Калиф тихо произнес: – «Мелек!» – и раболепный Мелек стоял перед ним, наклонив голову, положив правую руку свою на грудь. Калиф, молча и не покидая трубки, подал пальцем едва заметный знак, и Мелек стоял уже перед повелителем своим с огромным плащем простой бурой ткани и с белой чалмой, без всяких украшений, в руках. Калиф встал, надел белую простую чалму, накинул бурый плащ, в котором ходит один только простой народ, и вышел. Верный Мелек, зная обязанность свою, пошел украдкой за ним следом, ступая как кошка и не спуская повелителя своего с глаз.
Дома в столице калифа были все такой легкой постройки, что жильцы обыкновенно разговаривали с прохожими по улице, возвысив несколько голос. Прислонившись ухом к простенку, можно было слышать все, что в доме говорится и делается. Вот зачем пошел калиф. «Судья, казы, неумолим», – жаловался плачевный голос в какой-то мазанке, похожей с виду на дождевик, выросший за одну ночь. «Казы жесток: бирюзу и оправу с седла моего я отдал ему, последний остаток отцовского богатства, и только этим мог искупить жизнь свою и свободу. О, великий калиф, если бы ты знал свинцовую руку и железные когти своего казы, то бы заплакал вместе со мною!»
Калиф задумчиво побрел домой: на этот раз он слышал довольно. «Казы сидит один на судилище своем – размышлял калиф, – он делает, что хочет, он самовластен, может действовать самоуправно и произвольно: от этого все зло. Надобно его ограничить; надобно придать ему помощников, которые свяжут произвол его; надобно поставить и сбоку, рядом с ним, наблюдателя, который поверял бы все дела казы на весах правосудия и доносил бы мне каждодневно, что казы судит правдиво и беспристрастно».

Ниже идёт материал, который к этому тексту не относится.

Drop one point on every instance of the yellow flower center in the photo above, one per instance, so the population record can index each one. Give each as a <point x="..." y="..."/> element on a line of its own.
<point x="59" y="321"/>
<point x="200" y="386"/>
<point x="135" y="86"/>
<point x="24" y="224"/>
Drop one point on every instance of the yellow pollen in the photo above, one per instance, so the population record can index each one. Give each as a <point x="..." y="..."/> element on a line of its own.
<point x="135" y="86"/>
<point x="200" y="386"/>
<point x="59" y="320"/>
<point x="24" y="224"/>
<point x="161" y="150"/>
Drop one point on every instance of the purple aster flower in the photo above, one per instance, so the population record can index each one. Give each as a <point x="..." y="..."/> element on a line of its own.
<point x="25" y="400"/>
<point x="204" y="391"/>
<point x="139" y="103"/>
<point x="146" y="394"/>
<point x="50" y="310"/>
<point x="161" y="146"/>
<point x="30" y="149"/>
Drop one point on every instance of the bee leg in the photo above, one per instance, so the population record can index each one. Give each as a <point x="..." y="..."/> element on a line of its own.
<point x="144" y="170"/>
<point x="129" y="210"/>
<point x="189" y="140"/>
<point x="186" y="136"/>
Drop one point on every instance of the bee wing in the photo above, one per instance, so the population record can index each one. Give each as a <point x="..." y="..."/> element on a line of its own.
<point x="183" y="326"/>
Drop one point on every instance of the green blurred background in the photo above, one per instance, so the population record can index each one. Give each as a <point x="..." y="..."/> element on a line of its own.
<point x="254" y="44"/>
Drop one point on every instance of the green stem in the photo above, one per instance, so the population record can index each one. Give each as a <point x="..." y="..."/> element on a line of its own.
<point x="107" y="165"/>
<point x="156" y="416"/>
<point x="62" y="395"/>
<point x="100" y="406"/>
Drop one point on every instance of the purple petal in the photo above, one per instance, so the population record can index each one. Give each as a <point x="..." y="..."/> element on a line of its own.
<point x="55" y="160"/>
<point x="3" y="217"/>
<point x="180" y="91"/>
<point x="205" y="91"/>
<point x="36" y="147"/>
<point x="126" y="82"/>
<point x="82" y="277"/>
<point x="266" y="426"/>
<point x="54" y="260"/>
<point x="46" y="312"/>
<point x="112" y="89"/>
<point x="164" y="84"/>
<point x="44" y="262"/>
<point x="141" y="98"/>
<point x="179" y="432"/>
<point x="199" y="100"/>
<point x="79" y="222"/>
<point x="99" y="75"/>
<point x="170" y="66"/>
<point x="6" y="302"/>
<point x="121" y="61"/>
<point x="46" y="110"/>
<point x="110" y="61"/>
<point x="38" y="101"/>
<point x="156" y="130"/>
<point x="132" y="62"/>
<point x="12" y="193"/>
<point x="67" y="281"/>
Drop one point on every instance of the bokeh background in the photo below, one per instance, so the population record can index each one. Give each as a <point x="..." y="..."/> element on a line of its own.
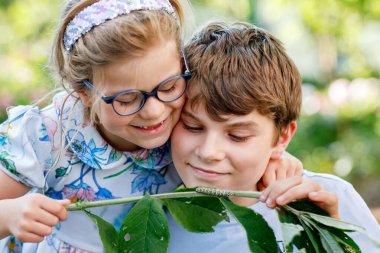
<point x="334" y="43"/>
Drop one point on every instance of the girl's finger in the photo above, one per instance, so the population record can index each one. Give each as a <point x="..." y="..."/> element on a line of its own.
<point x="298" y="192"/>
<point x="276" y="189"/>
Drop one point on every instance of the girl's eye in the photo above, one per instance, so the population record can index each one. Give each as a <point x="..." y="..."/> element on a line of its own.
<point x="238" y="138"/>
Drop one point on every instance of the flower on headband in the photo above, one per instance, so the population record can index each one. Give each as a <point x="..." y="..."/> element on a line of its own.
<point x="104" y="10"/>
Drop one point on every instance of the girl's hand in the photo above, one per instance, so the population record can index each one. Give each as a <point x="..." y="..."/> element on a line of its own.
<point x="295" y="188"/>
<point x="33" y="216"/>
<point x="277" y="169"/>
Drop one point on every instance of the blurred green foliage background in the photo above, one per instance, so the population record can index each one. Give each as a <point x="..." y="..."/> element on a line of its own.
<point x="335" y="44"/>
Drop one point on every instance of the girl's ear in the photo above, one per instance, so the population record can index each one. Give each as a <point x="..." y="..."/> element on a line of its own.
<point x="284" y="139"/>
<point x="85" y="98"/>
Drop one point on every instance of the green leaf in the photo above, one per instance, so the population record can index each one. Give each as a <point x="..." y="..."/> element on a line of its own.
<point x="106" y="231"/>
<point x="145" y="230"/>
<point x="260" y="236"/>
<point x="307" y="206"/>
<point x="328" y="241"/>
<point x="197" y="214"/>
<point x="302" y="241"/>
<point x="331" y="222"/>
<point x="290" y="231"/>
<point x="312" y="236"/>
<point x="344" y="240"/>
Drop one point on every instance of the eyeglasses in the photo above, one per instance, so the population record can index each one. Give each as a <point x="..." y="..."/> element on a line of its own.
<point x="129" y="102"/>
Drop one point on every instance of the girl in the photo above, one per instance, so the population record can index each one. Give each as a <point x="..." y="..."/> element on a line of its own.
<point x="106" y="137"/>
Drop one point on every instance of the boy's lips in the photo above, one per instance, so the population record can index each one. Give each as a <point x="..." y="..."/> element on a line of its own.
<point x="206" y="173"/>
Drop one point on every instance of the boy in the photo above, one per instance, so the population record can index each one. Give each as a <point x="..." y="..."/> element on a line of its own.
<point x="244" y="96"/>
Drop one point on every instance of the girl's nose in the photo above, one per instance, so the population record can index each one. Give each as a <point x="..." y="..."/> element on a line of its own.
<point x="152" y="109"/>
<point x="210" y="148"/>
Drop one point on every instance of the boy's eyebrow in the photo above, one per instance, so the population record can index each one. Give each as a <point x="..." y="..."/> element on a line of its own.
<point x="248" y="123"/>
<point x="188" y="114"/>
<point x="244" y="124"/>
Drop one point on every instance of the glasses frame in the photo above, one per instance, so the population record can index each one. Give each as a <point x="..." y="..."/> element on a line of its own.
<point x="146" y="95"/>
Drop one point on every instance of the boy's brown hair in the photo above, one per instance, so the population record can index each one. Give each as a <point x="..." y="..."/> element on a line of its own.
<point x="239" y="68"/>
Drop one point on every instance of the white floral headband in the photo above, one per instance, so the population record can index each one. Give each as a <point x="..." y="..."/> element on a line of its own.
<point x="104" y="10"/>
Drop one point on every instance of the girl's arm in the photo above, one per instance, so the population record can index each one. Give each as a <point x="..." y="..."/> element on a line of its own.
<point x="29" y="217"/>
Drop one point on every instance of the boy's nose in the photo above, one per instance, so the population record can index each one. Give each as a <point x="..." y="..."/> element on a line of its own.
<point x="152" y="109"/>
<point x="210" y="148"/>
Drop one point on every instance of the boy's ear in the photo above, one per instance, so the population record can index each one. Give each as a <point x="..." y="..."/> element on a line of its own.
<point x="85" y="98"/>
<point x="284" y="139"/>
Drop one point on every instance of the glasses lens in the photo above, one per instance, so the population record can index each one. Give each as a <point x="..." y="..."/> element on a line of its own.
<point x="172" y="89"/>
<point x="128" y="103"/>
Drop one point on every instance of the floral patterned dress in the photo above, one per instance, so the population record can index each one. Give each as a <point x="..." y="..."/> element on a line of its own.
<point x="87" y="169"/>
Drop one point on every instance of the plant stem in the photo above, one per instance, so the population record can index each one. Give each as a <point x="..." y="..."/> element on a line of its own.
<point x="203" y="192"/>
<point x="82" y="205"/>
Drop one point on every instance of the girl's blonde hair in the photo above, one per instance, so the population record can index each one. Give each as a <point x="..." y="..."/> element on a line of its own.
<point x="122" y="37"/>
<point x="125" y="36"/>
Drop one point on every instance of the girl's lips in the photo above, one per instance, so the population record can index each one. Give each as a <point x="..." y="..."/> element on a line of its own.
<point x="152" y="128"/>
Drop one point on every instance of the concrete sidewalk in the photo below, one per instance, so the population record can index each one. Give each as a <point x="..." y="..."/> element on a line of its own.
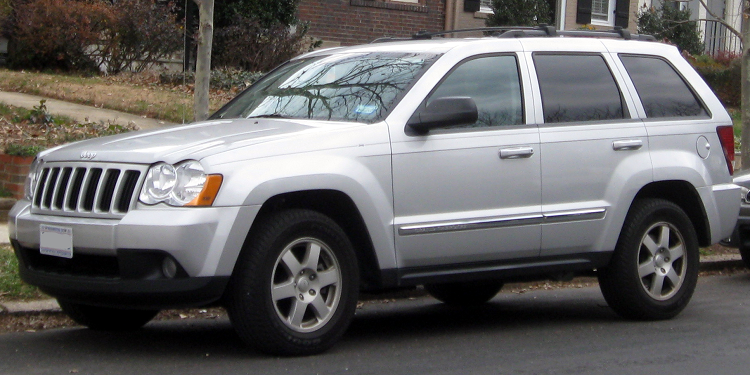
<point x="708" y="263"/>
<point x="81" y="113"/>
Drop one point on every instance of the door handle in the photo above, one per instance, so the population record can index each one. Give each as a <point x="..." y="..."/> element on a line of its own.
<point x="632" y="144"/>
<point x="516" y="152"/>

Сказано – сделано; калиф посадил еще двух судей, по правую и по левую руку казы, повелел называться этому суду судилищем трех правдивых мужей; поставил знаменитого умму, с золотым жезлом, назвав его калифским приставом правды. – И судилище трех правдивых сидело и называлось по воле и фирману калифскому; и свидетель калифский, пристав правды, стоял и доносил каждодневно: все благополучно.
«Каково же идут теперь дела наши?» – спросил калиф однажды у пристава своего, «творится ли суд, и правда, и милость, благоденствует ли народ?».
– Благоденствует, великий государь, – отвечал тот, – и суд, и правда, и милость творится, нет бога кроме бога и Мохаммед его посол. Ты излил благодать величия, правды и милости твоей, сквозь сито премудрости, на удрученные палящим зноем, обнаженные главы народа твоего; живительные капли росы этой оплодотворили сердца и уста подданных твоих на произрастание древа, коего цвет есть благодарность, признательность народа, а плод – благоденствие его, устроенное на незыблемых основаниях на почве правды и милости.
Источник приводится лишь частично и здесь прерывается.